Image 3: Metro Orange Line “It’s…” campaign (Source: Flynn, Thole, Perk, Samus & Van Nostrand, 2011)

In 2008, to increase sales tax by half-cent to fund transit projects, the Measure-R bill was up for a public ballot vote. The LA Metro ran the “Opposites” campaign just before the bill to:

  • Dissuade people from using private vehicles
  • Promote the use of the Metro, and
  • Increase awareness about the Metro services

Figure 4: LA Metro’s Opposites Campaign (Source: SEGD)

Comparing the contrasting ideas for public and private transportation, this campaign communicated that Metro was the solution to LA’s problems such as traffic congestion, air pollution and fuel usage (Lejeune, 2013).

The campaign, passed through public approval, helped in securing funding of over $40 billion over 30 years for major transit and highway projects. The discretionary ridership of those who have a car but still use the public transit, also increased from 24% to 36%. Metro’s “unfavorable” ratings dropped from 27 percent to 12 percent and “strongly favorable” ratings increased by 17 percent. Public awareness of the Metro is now at 95 percent (Lejeune, 2013).

  User Education  

User education is an essential aspect of launching and promoting the public transit. Free rides, study tours and safety instructions are some ways to engage the community and acclimatize them to the transit system.
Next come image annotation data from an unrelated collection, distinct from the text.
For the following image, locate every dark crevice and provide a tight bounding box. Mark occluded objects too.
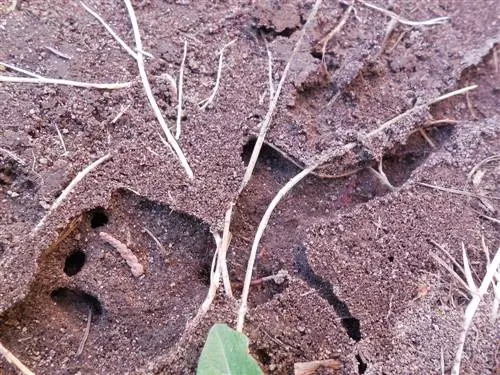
[295,247,362,341]
[356,354,368,374]
[63,250,86,276]
[50,288,102,315]
[90,207,109,228]
[257,26,299,40]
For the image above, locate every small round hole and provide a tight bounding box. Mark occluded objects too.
[90,207,108,228]
[64,250,85,276]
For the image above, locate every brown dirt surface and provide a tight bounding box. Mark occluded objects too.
[0,0,500,375]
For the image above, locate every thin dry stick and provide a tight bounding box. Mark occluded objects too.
[143,228,168,256]
[319,2,354,65]
[236,162,322,332]
[200,233,222,314]
[198,39,237,110]
[80,1,137,60]
[45,46,71,60]
[366,85,477,138]
[33,154,111,234]
[76,306,92,357]
[467,154,500,180]
[261,34,274,107]
[124,0,194,179]
[99,232,144,277]
[369,160,396,191]
[218,202,234,298]
[175,41,187,140]
[0,343,35,375]
[418,128,436,150]
[358,0,450,26]
[418,182,500,200]
[239,0,321,193]
[0,75,134,90]
[0,147,26,165]
[451,248,500,375]
[0,61,43,78]
[56,124,68,155]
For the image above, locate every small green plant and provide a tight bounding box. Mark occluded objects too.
[196,324,264,375]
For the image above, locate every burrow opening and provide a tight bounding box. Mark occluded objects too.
[50,288,103,316]
[90,207,109,229]
[63,250,86,276]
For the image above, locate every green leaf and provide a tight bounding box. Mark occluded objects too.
[196,324,264,375]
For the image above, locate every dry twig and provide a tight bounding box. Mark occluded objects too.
[175,41,187,140]
[319,2,354,67]
[32,154,111,234]
[125,0,194,179]
[0,343,35,375]
[239,0,322,193]
[198,39,237,110]
[358,0,450,26]
[80,1,137,60]
[0,75,133,90]
[76,306,92,357]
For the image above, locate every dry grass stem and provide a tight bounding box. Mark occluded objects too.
[0,343,35,375]
[0,147,26,165]
[465,85,478,120]
[358,0,450,26]
[76,306,92,357]
[467,154,500,180]
[293,359,342,375]
[200,233,222,316]
[0,75,133,90]
[417,182,500,200]
[175,41,187,140]
[236,158,322,332]
[198,39,237,111]
[0,61,43,78]
[319,2,354,64]
[261,34,274,107]
[143,228,168,256]
[80,1,138,60]
[111,104,131,124]
[369,160,396,191]
[418,128,436,150]
[451,247,500,375]
[45,46,71,60]
[239,0,321,193]
[364,85,477,138]
[218,202,234,298]
[32,154,111,234]
[125,0,194,179]
[56,124,68,155]
[99,232,144,277]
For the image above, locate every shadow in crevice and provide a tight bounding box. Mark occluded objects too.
[295,247,362,341]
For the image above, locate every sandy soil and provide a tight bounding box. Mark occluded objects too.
[0,0,500,375]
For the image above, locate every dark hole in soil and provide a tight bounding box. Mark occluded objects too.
[295,248,361,341]
[342,318,361,341]
[257,26,298,40]
[50,288,102,315]
[356,354,368,374]
[90,207,108,228]
[64,250,85,276]
[198,263,212,286]
[255,349,271,365]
During the launch of the Orange Line, the Metro provided free rides on the opening weekend of operations to familiarize the public with the BRTS service and eliminate any uncertainties that existed before. Also, the BRTS vehicles were showcased in 2005 RideFest to promote the use of public transits and congestion management practices. As part of their safety program, Metro made an interactive presentation to about 30,000 residents living nearby and about 100 schools within a 1.5-mile radius of the Orange Line busway (Flynn, Thole, Perk, Samus & Van Nostrand, 2011).

Apart from communicating with the public through press releases, user information systems and marketing campaigns, LA Metro has provisions for bi-lateral communication to hear from the customers. They are very responsive to user feedback systems. The Metro Customer Centre was made more welcoming and cheerful to encourage the use of the facility (Carrigan, Arpi & Weber, 2011).

Other Examples

  Metrobus, Mexico City

In Mexico City, Collectivo drivers often behaved and dressed unprofessionally. The new Metrobus BRTS gave importance to the appearance of its drivers, as they are a reflection of the brand and the image of the whole transit system. Metrobus continues to trains its employees to create a welcoming and passenger-friendly service (Carrigan, Arpi & Weber, 2011).
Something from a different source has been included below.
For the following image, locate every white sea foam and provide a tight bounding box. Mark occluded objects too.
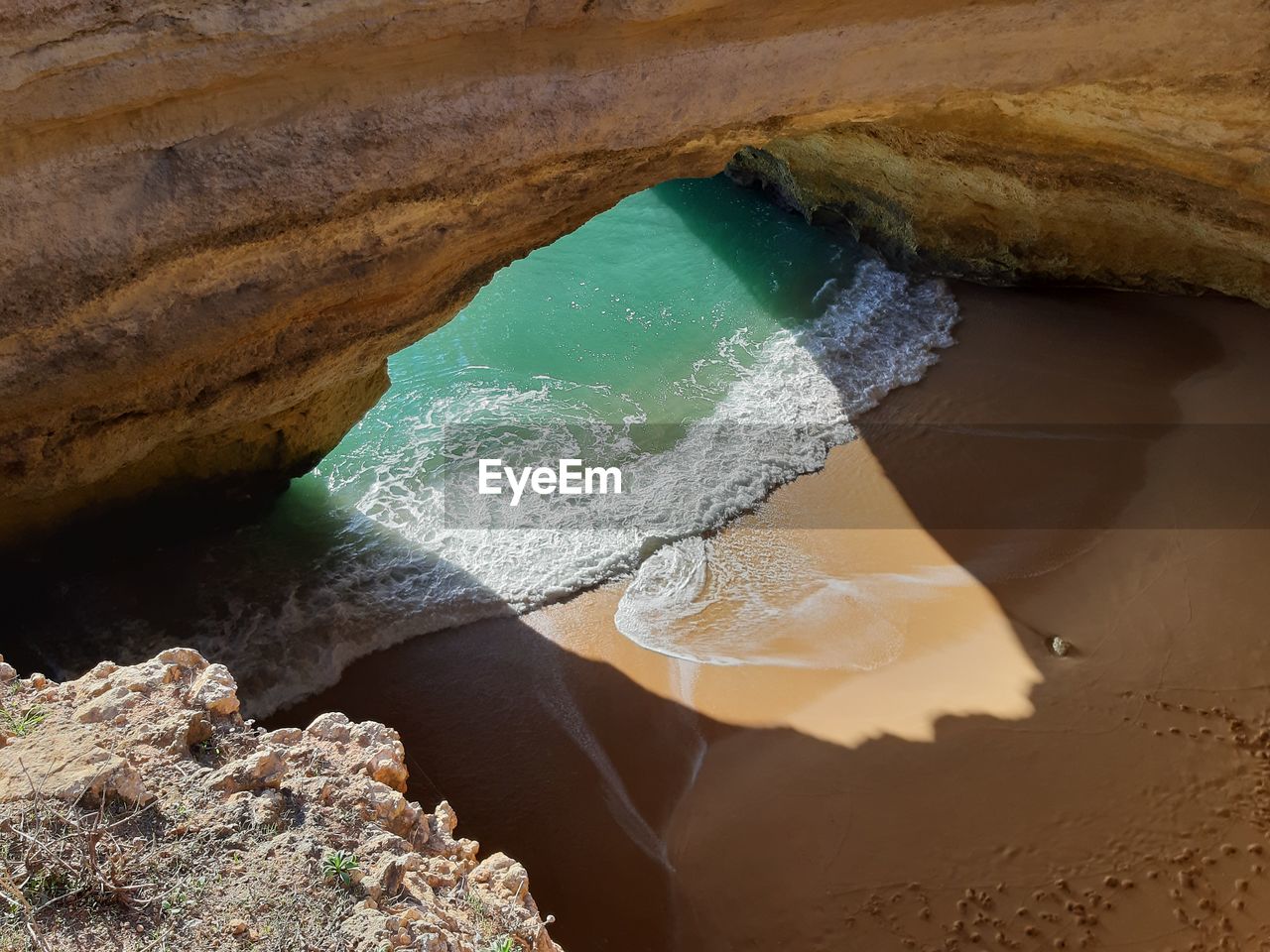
[171,255,956,716]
Image 5: Left: LA Metro Orange Line bus driver as an ambassador

Image 6: Right: Collectivo drivers versus Metrobus drivers in Mexico City

Source: Carrigan, Arpi and Weber, 2011

  Janmarg, Ahmedabad

In Ahmedabad, to acclimatise the public with BRTS, the agency built a prototype of the BRTS station one year before Janmarg became operational. The prototype showcased the station designs and educated people on how to use the facilities. This user education policy also provided an opportunity to gather feedback from the public and make necessary design changes before starting the operations. Janmarg also offered free rides to the public for the first 100 days of operations (Carrigan, Arpi & Weber, 2011).

Conclusion

From the Los Angeles case study, through many interventions LA Metro built a strong brand image. Building up a strong brand image is important to communicate the core values of an organisation, inform the people about the services and encourage them to use it often. Marketing strategies can help transit organizations reach their organizational target of increased public awareness, increased use of services and other specific goals. They can be cost-effectively utilized by the public transit organization. However, marketing campaigns should only promote services that already exist, and the transit corporations must be prepared to handle the generated demand.